Material para llegar a esa conclusión es lo que sobra. Harris logró enternecer la campaña, pero no nos permite olvidar que el presidente, Joe Biden, a lo largo de su dilatada carrera legislativa supo levantar hasta sus dos manos en apoyo a cada intervención militar de Washington: desde la invasión a Panamá, pasando por la Guerra de Golfo o cuanta incursión armada llevaran adelante las tropas estadounidenses en Oriente Medio, allí estaba el apoyo de Biden y de buena parte de los demócratas.
Entre los aliados, ahí está el presidente francés, Emmanuel Macron, azuzando a sus vecinos europeos contra Rusia, o el flamante “neoperonista” español Pedro Sánchez, manteniendo reuniones con líderes de la industria militar para mejorar la producción en épocas de alta demanda del sector.
Todo en tiempos de descomposición democrática y de la imparable agonía de las ideologías como se las concebía otrora.

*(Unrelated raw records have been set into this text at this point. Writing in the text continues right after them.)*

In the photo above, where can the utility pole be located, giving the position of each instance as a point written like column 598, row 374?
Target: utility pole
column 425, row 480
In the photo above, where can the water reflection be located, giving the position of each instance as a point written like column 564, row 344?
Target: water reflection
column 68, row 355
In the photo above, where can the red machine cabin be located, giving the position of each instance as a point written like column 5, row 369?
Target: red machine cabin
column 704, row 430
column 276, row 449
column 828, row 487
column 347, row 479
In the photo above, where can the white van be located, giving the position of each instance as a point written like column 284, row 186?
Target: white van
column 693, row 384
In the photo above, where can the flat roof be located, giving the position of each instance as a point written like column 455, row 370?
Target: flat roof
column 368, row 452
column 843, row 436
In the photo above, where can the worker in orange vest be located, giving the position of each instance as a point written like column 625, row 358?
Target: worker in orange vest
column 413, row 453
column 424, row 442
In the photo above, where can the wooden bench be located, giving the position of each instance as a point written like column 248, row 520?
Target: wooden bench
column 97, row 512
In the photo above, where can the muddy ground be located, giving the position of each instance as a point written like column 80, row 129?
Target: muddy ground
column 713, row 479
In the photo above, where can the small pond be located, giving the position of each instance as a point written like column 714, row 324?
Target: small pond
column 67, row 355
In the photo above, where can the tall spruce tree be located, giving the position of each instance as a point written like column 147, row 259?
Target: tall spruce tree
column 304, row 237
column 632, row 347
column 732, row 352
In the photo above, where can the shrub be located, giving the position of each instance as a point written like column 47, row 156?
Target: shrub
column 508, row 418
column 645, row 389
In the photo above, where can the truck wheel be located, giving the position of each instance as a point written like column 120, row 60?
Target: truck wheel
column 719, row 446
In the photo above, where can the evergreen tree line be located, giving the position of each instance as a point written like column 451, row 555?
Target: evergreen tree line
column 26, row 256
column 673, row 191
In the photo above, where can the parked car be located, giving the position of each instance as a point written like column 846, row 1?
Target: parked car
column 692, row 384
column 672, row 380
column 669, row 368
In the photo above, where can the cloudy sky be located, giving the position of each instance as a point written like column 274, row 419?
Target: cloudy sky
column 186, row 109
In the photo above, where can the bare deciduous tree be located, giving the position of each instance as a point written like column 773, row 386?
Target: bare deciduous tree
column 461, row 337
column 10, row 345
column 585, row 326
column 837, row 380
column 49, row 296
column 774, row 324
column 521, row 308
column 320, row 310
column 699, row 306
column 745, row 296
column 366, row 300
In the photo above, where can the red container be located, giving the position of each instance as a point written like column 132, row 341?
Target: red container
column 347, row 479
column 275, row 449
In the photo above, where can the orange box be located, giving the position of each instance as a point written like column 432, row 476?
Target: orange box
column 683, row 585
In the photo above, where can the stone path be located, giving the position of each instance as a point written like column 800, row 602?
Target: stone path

Con los sectores más conservadores intentando, por momentos, discursos más nacionalistas, y un progresismo que terminó sucumbiendo ante los espejismos que los globalistas le fueron colocando en el camino desde la caída del Muro en 1992. Se fascinaron tanto con la agenda 2030, cuyo copyright se le suele reconocer al grupo Bilderberg (compuesto por los 130 apellidos más influyentes del mundo), que a nadie extraña hoy que el socialismo del siglo XXI refuerce su faz totalitaria (como puede observarse en Venezuela) y buena parte del progresismo se abone al belicismo sin repasar mucho su historia y la de la humanidad.

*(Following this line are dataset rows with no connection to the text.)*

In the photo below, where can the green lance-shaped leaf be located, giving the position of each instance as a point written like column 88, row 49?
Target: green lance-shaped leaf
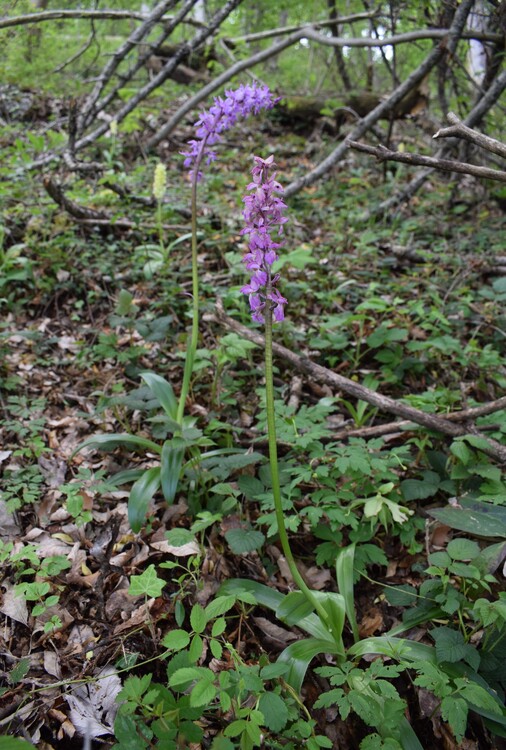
column 140, row 497
column 344, row 574
column 170, row 466
column 162, row 390
column 299, row 655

Mientras la confusión de eso que alguna vez se llamó “izquierda” parece ser letal, mientras los Javier Milei y Georgia Meloni se esperanzan con buenas cosechas de esa suerte de antihéroes gritones para administrar eso que se conocía como política, además de la renovada algarabía de Harris, los Clinton y los Obama, se oye cada vez con más fuerza el rugido de los tambores de una guerra a la que poco le falta para que se diseminarse por distintos puntos del globo. Y todo ello con la participación estelar de esa nueva corriente que se viene gestando con prisa y sin pausa: el progresismo bélico.